Sportfan mit 87: „Mir macht das Laune“

Alexander Reiser und seine Sport-Urkunden - im Moment arbeitet er an der achten.

Es ist nie zu spät, um mit Sport anzufangen ­– Alexander Reiser ist das beste Beispiel.

Von Miriam Roersch.
Schlank ist er, hat hellwache blaue Augen.

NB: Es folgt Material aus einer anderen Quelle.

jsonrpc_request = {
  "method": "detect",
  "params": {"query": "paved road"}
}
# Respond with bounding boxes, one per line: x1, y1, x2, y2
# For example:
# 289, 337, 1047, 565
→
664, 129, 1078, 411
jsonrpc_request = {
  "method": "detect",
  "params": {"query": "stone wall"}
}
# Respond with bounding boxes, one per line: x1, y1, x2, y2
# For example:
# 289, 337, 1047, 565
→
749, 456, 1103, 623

Alexander Reiser, in sportlicher Trainingsjacke und Laufhose, sieht aus, wie jemand, der gern aktiv ist. Ein Hörgerät trägt er, bekommt dreimal die Wochen Spritzen, sein Eiweißwert ist zu hoch. Das hindert ihn nicht: Jeden Mittwoch trainiert er für sein nächs-tes Sportabzeichen. Sieben hat er, dieses Jahr kommt das achte dazu. Kaum zu glauben, dass dieser drahtige Mann mit dem verschmitzten Grinsen am 24. August seinen 87. Geburtstag feiert.

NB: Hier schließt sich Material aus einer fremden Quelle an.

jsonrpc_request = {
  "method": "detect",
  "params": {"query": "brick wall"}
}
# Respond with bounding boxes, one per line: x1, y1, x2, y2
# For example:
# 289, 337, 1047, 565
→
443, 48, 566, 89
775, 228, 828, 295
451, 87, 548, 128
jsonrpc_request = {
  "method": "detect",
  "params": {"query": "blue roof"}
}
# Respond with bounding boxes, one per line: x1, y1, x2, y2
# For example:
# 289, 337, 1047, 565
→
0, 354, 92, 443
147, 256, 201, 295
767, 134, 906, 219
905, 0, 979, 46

Reiser verschrieb sich dem Sport, als seine Frau starb. Da war er 80. „Ich war allein, irgendwas musste ich ja machen.“ Zum Judo, der Sportart, mit der er vor einem Vierteljahrhundert aufgehört hatte, wollte er nicht zurück: „Der Weg zum Training war mir zu weit.“ Also sattelte er um. Der Dienstsportstützpunkt Deutsches Sportabzeichen der Polizei Hamburg ist seine neue Heimat. „Als ich anfing, hat es in meinem linken Knie gezwiebelt und gezwackt.“ Kein Wunder, ist der ehemalige Maurer am selbigen schon operiert worden, genauso wie an der Bandscheibe, einem Ellbogen und dem linken Ohr. „Ich habe einfach weitergemacht“, sagt der alte Herr mit dem trockenen Humor. „Jetzt sind meine Knie besser.“
Ganz unfit war der Rentner aber schon vorher nicht. Zehn Jahre lang fuhr Reiser jeden Morgen mit dem Fahrstuhl die sieben Stockwerke von seiner Wohnung zum Briefkasten hinunter. Mit der Post in der Hand trabte er die 125 Treppenstufen wieder hinauf. Vor einem Jahr erst war damit Schluss. Oder doch nicht? „Im Moment bin ich gezwungen, der Fahrstuhl ist kaputt.“ Er grinst schelmisch.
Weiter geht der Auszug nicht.